Meanwhile, the dual-channel Athlon 64 variants, the FX-51 and FX-53, have been absolutely laying waste to our entire benchmark suite. Those chips are expensive, however, and have a few liabilities. The Athlon 64 FX processors inherit their dual-channel memory capabilities from the Opteron line, and they slide into the same 940-pin socket as the Opteron. Socket 940 processors require registered DIMMs, which are a little odd, a little pricey, and have slightly higher memory access latencies than regular ol’ unbuffered DIMMs. Also, the motherboard options for the Athlon 64 FX have been adequate, but not particularly spectacular, varied, or affordable.
Socket 939 promises to address these problems by allowing motherboard manufacturers to make dual-channel DDR400 motherboards with cheaper four-layer PCBs, and by allowing the use of unbuffered DIMMs. Also, AMD has officially blessed the use of a 5X multiplier on the HyperTransport links connecting Socket 939 processors to the rest of the system, raising the peak effective bandwidth for this link to 8.0GB/s.
Today, AMD lifts the curtains on four new processors, three of them for Socket 939. We’ve had two of those CPUs, the Athlon 64 3800+ and Athlon 64 FX-53 (939-pin edition), in Damage Labs for review. Naturally, we’ve run them through our gauntlet of benchmarks and compared them to nearly 20 different competing processors. Keep reading to find out whether Socket 939 lives up to its promise.
Socket 939 up close
Both of the new AMD CPUs we have for review run at 2.4GHz and drop into a 939-pin socket. In fact, the main difference between the Athlon 64 3800+ and Athlon 64 FX-53 is 512K of on-chip cache. Like its 940-pin counterpart, the Socket 939 Athlon 64 FX has 1MB of L2 cache on chip, while the Athlon 64 3800+ has 512K of L2 cache. Before we get worked into a fit of hysterics trying to explain AMD’s model number schemes, let’s have a look one of the new Socket 939 chips.
The 939-pin Athlon 64 doesn’t look wildly different from its predecessors, and at first glance, one might think that the only difference between the 940- and 939-pin chips was that single missing pin at the lower left corner of the picture above. However, a closer look reveals that AMD has moved the location of some of the “gaps” in the pin configuration where no pins exist. Socket 939 is well and truly incompatible with Socket 940, so there’s no hope of running a 939-pin chip in a 940-pin motherboard. The worlds of the Athlon and the Opteron will be a little more separate from now on.

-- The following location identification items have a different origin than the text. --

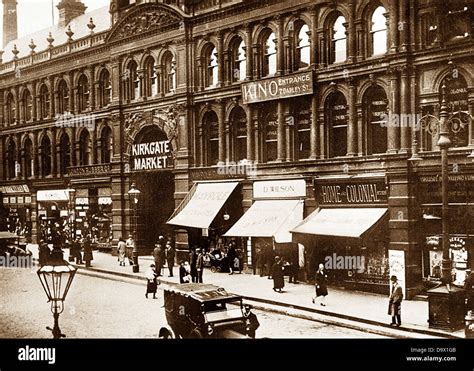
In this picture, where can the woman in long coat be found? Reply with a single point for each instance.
(321, 285)
(277, 275)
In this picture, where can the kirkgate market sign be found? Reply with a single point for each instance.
(151, 155)
(278, 88)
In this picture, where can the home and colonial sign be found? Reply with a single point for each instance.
(278, 88)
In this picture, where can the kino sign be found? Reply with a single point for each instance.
(278, 88)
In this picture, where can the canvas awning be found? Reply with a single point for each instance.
(344, 222)
(204, 203)
(269, 218)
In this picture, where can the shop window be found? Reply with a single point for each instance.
(239, 130)
(239, 60)
(211, 127)
(336, 118)
(63, 97)
(269, 67)
(338, 49)
(10, 108)
(303, 47)
(65, 153)
(27, 104)
(105, 89)
(378, 32)
(44, 102)
(46, 156)
(84, 149)
(376, 111)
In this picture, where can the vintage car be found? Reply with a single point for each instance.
(206, 311)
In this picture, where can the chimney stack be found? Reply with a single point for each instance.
(10, 22)
(70, 9)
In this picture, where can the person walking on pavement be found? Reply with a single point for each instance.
(395, 302)
(277, 274)
(121, 248)
(170, 254)
(321, 285)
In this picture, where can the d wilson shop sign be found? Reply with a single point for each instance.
(278, 88)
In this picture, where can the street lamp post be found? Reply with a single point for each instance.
(133, 194)
(56, 279)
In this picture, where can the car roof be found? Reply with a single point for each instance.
(203, 292)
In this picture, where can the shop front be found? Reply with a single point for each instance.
(348, 233)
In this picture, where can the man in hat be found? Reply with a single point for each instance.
(395, 303)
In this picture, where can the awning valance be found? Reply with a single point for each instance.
(344, 222)
(269, 218)
(205, 202)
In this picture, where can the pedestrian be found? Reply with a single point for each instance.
(321, 285)
(277, 275)
(395, 303)
(88, 257)
(129, 244)
(170, 255)
(121, 249)
(152, 282)
(193, 261)
(200, 264)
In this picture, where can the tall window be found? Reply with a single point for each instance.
(10, 106)
(239, 60)
(303, 48)
(84, 149)
(83, 94)
(378, 32)
(338, 41)
(63, 97)
(44, 102)
(211, 127)
(336, 119)
(169, 73)
(27, 105)
(105, 88)
(46, 156)
(65, 154)
(376, 110)
(239, 130)
(269, 67)
(151, 82)
(212, 67)
(106, 145)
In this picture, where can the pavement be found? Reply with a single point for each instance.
(354, 309)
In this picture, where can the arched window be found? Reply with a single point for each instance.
(238, 123)
(105, 88)
(46, 156)
(378, 32)
(151, 82)
(239, 60)
(44, 102)
(83, 93)
(336, 120)
(28, 157)
(303, 47)
(376, 111)
(211, 77)
(65, 153)
(211, 129)
(269, 67)
(27, 105)
(169, 73)
(84, 148)
(63, 97)
(10, 107)
(338, 41)
(106, 145)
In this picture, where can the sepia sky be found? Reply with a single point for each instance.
(35, 15)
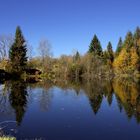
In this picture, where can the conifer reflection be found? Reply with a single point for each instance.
(18, 99)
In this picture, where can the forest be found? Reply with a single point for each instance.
(17, 59)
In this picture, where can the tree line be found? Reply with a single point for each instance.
(16, 56)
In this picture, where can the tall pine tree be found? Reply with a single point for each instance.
(17, 53)
(95, 46)
(119, 47)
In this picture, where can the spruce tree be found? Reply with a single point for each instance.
(119, 47)
(129, 41)
(95, 46)
(110, 52)
(17, 53)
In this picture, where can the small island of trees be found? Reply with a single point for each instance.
(16, 59)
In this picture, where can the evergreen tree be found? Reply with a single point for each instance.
(129, 41)
(17, 53)
(77, 56)
(110, 52)
(95, 46)
(119, 47)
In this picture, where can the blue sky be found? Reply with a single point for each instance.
(70, 24)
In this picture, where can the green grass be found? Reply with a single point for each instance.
(7, 138)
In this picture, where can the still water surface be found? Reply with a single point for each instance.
(70, 111)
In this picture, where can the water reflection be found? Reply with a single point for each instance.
(17, 96)
(18, 99)
(128, 97)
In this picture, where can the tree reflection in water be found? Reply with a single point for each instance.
(125, 92)
(18, 99)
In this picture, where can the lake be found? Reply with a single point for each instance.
(69, 110)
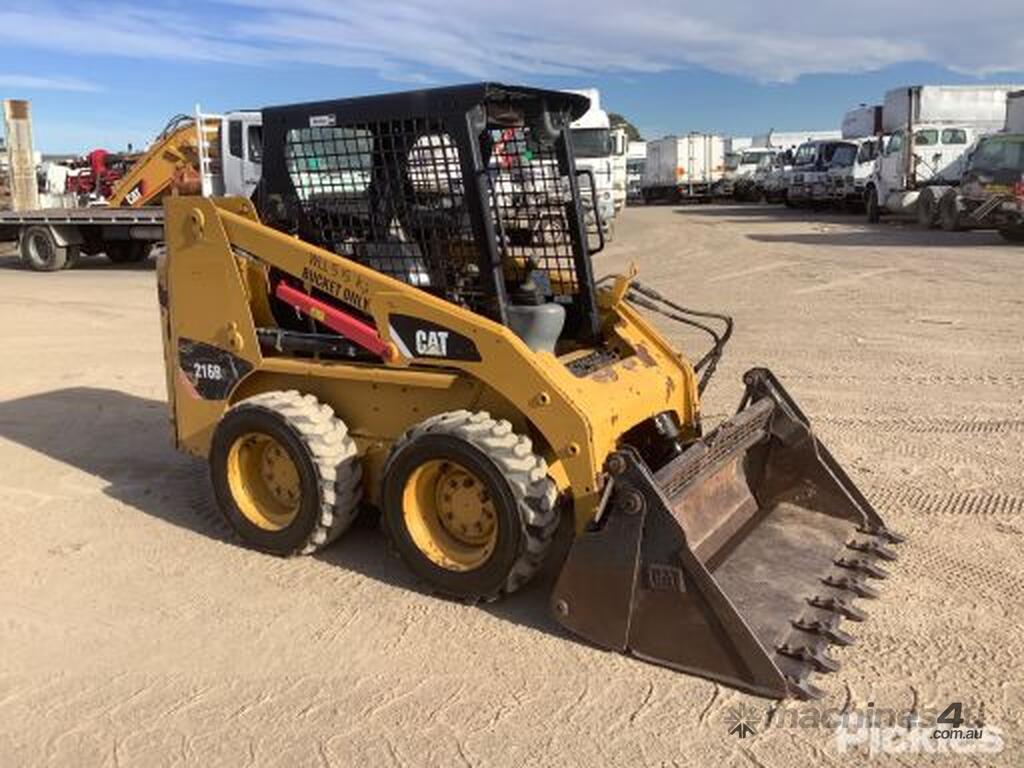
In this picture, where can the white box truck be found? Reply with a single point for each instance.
(930, 127)
(862, 121)
(681, 168)
(636, 159)
(991, 190)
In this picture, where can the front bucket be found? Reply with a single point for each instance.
(736, 561)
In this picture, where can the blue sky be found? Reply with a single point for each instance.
(103, 74)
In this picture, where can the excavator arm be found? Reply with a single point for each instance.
(172, 162)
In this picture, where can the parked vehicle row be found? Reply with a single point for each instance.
(946, 156)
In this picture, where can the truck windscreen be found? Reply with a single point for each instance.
(592, 142)
(1001, 154)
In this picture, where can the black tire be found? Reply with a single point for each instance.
(949, 212)
(518, 486)
(128, 252)
(40, 251)
(324, 455)
(1013, 233)
(926, 209)
(872, 211)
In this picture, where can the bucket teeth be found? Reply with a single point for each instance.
(816, 657)
(863, 564)
(884, 534)
(872, 548)
(851, 584)
(838, 605)
(804, 690)
(826, 628)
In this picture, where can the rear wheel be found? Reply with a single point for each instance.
(285, 472)
(468, 505)
(40, 250)
(1013, 233)
(949, 212)
(927, 208)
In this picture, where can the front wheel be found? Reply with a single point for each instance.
(40, 251)
(468, 505)
(872, 211)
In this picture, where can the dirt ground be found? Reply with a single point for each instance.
(132, 634)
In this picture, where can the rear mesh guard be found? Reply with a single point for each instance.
(737, 561)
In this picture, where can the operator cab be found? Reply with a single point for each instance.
(469, 193)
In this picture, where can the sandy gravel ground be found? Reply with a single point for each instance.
(131, 634)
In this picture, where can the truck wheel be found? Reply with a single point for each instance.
(1013, 233)
(468, 505)
(949, 213)
(40, 250)
(128, 252)
(286, 473)
(926, 208)
(872, 211)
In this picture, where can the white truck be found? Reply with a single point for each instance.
(752, 161)
(771, 179)
(850, 170)
(734, 147)
(853, 164)
(636, 159)
(930, 128)
(227, 161)
(808, 178)
(595, 150)
(681, 168)
(620, 171)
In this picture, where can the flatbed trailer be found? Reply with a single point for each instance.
(53, 239)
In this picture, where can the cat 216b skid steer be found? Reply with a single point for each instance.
(407, 317)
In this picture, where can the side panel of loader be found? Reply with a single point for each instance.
(212, 247)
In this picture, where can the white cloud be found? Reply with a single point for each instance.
(419, 40)
(44, 83)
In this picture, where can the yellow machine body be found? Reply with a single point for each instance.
(215, 289)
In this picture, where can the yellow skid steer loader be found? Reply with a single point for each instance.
(408, 317)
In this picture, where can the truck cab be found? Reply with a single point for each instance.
(851, 167)
(932, 154)
(595, 151)
(808, 178)
(991, 189)
(241, 156)
(750, 162)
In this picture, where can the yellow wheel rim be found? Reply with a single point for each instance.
(450, 515)
(263, 480)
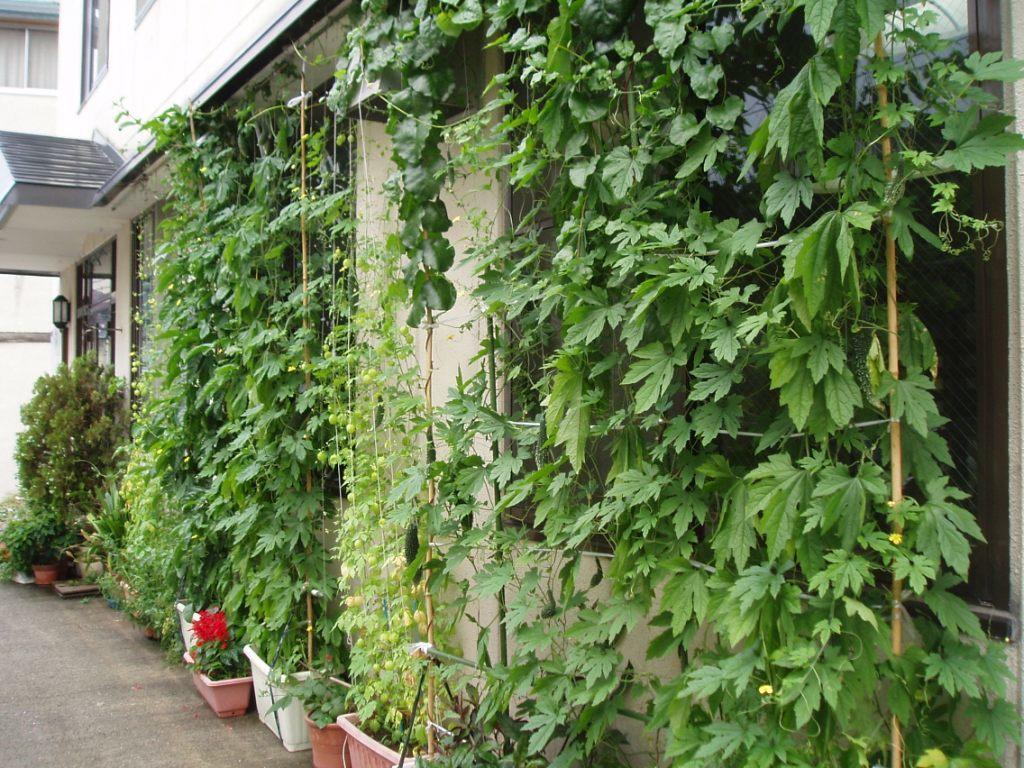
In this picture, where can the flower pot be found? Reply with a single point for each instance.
(184, 625)
(328, 744)
(287, 724)
(45, 574)
(228, 698)
(363, 751)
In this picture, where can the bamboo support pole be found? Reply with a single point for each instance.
(428, 399)
(895, 434)
(304, 238)
(503, 638)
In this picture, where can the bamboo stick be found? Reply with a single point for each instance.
(895, 433)
(428, 399)
(304, 238)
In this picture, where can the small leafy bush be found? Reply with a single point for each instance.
(74, 425)
(35, 538)
(323, 700)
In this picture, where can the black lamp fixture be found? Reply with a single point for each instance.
(61, 312)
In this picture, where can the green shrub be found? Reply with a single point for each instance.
(74, 425)
(35, 538)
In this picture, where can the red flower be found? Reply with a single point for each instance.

In addition to the Athlon 64 3800+ and FX-53 (939-pin edition), AMD is introducing two other chips: the 939-pin Athlon 64 3500+ running at 2.2GHz with 512K of L2 cache, and the Athlon 64 3700+ intended for Socket 754, with a 1MB L2 cache and a 2.4GHz clock speed.

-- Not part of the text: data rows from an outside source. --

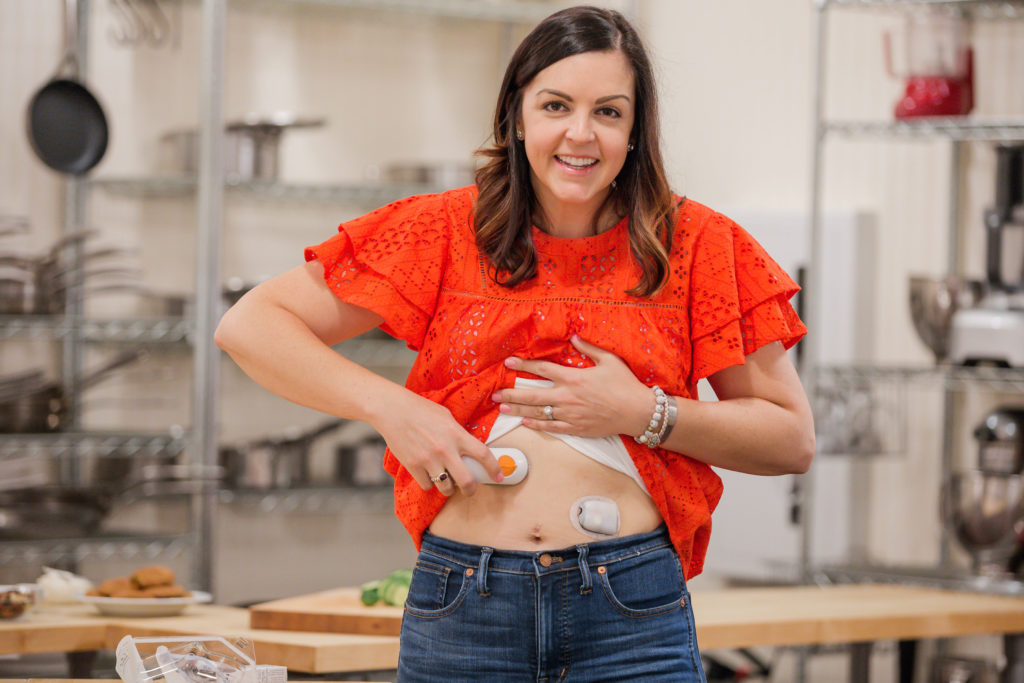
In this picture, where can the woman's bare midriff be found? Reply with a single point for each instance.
(535, 513)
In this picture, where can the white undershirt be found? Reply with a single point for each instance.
(609, 451)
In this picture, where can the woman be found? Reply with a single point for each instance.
(564, 306)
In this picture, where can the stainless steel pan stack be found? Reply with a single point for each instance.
(44, 284)
(31, 403)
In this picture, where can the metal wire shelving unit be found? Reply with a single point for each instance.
(948, 381)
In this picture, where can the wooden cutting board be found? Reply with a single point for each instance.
(337, 610)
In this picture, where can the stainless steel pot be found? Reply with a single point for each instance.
(272, 463)
(361, 463)
(252, 146)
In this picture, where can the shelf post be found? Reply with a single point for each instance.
(208, 306)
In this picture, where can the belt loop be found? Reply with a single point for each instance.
(587, 584)
(481, 574)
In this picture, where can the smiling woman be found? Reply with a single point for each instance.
(577, 136)
(564, 307)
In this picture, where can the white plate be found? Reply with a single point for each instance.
(144, 606)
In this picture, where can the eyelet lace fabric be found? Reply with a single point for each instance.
(415, 262)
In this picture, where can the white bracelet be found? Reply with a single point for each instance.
(650, 435)
(669, 421)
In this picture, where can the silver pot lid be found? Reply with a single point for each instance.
(1004, 425)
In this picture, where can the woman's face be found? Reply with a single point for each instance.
(577, 121)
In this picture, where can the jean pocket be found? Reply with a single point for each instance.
(437, 589)
(646, 586)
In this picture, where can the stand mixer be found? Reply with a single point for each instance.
(984, 507)
(992, 331)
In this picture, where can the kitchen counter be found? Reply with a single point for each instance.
(726, 619)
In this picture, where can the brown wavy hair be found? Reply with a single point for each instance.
(506, 201)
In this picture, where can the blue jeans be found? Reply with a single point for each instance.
(613, 610)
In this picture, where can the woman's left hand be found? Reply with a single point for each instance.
(602, 400)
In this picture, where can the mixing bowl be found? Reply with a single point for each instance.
(985, 511)
(933, 302)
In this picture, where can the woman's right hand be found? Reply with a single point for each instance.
(428, 441)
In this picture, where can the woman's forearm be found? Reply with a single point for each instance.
(748, 434)
(280, 351)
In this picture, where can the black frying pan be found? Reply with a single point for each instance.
(67, 126)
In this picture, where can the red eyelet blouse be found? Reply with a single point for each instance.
(416, 263)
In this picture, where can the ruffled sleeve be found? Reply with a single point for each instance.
(739, 299)
(391, 261)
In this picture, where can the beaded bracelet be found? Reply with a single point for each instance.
(650, 436)
(669, 421)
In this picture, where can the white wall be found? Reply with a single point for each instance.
(735, 77)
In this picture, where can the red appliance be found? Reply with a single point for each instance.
(939, 65)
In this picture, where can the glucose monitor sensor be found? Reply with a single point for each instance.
(595, 516)
(512, 461)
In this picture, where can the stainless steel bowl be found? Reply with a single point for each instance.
(985, 512)
(933, 302)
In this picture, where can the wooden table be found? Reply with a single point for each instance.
(726, 619)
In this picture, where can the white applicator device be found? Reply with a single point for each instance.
(512, 461)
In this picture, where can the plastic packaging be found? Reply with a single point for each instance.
(193, 659)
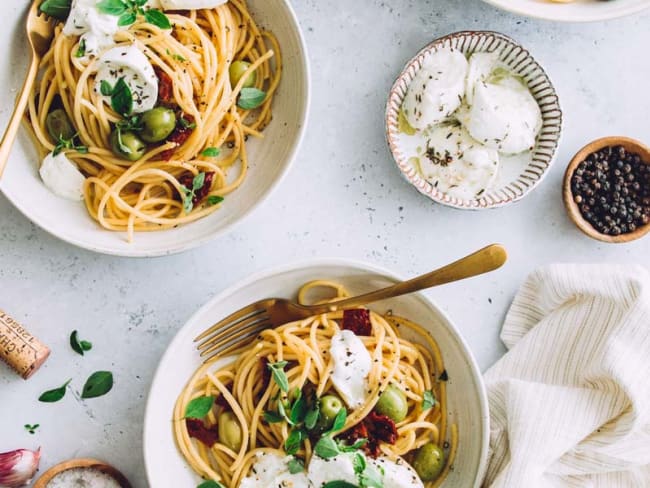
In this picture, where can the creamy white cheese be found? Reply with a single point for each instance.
(437, 89)
(394, 474)
(456, 164)
(504, 116)
(271, 470)
(190, 4)
(352, 363)
(130, 63)
(62, 177)
(95, 28)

Confused yet? If so, you’re probably not alone. AMD’s model numbering methods continue to elude me. Prior to the introduction of these chips, I had thought that AMD was using clock speed increments and cache sizes in a fairly predictable way: adding or removing 200MHz in clock frequency would move the model number up or down by 200, as would the transition from 512K of L2 cache to 1MB (or vice versa). Thus, the Athlon 64 3000+ runs at 2.0GHz with 512K of L2 cache, while the Athlon 64 3200+ runs at 2.0GHz with 1MB of L2 cache. The Athlon 64 3400+ also packs 1MB of L2, but clocks in at 2.2GHz. All neat and logical, right?
In fact, early speculation about Socket 939 chips suggested AMD would use the addition of a second memory channel interchangeably with the cache size and clock speed increments, so that an Athlon 64 clocked at 2.2GHz with 512K of L2 cache and dual-channel memory would earn the rank of 3400+. That would be the neat and logical thing to do, but such is not the case. Instead, AMD has called that product the 3500+. And just to make things more confusing, the new Socket 754 chip that differs from the Athlon 64 3400+ in nothing but 200MHz of clock frequency has been dubbed the 3700+!
What’s changed? Well, perhaps that mythical Athlon “Thunderbird” processor, against whose performance at a given clock speed the model numbers for all subsequent Athlon products are purportedly determined, hit a performance scaling problem at 3.5GHz in AMD’s secret labs. Har har. But the more obvious culprit is Intel’s Pentium 4 “Prescott” processor, which delivers less performance, clock for clock, than previous Pentium 4 chips. No doubt AMD has tweaked its numbering formula to aid comparisons with the latest Pentium 4s.
To help you navigate these troubled waters, let me present to you a partial guide to AMD “Hammer” model numbers, which I cooked up one night while trying to make sense of it all.
It all looks sensible when laid out that way. Until you really think about it.
So what kind of performance can we expect from these new chips? Well, we’ve already reviewed the Athlon 64 FX-53 in its Socket 940 form, and we know that it’s stinking fast. The move to Socket 939 shouldn’t change the math too much, but a couple of factors may work in its favor to some degree. Switching to unbuffered DIMMs should cut memory access latencies ever so slightly. That’s always a good thing.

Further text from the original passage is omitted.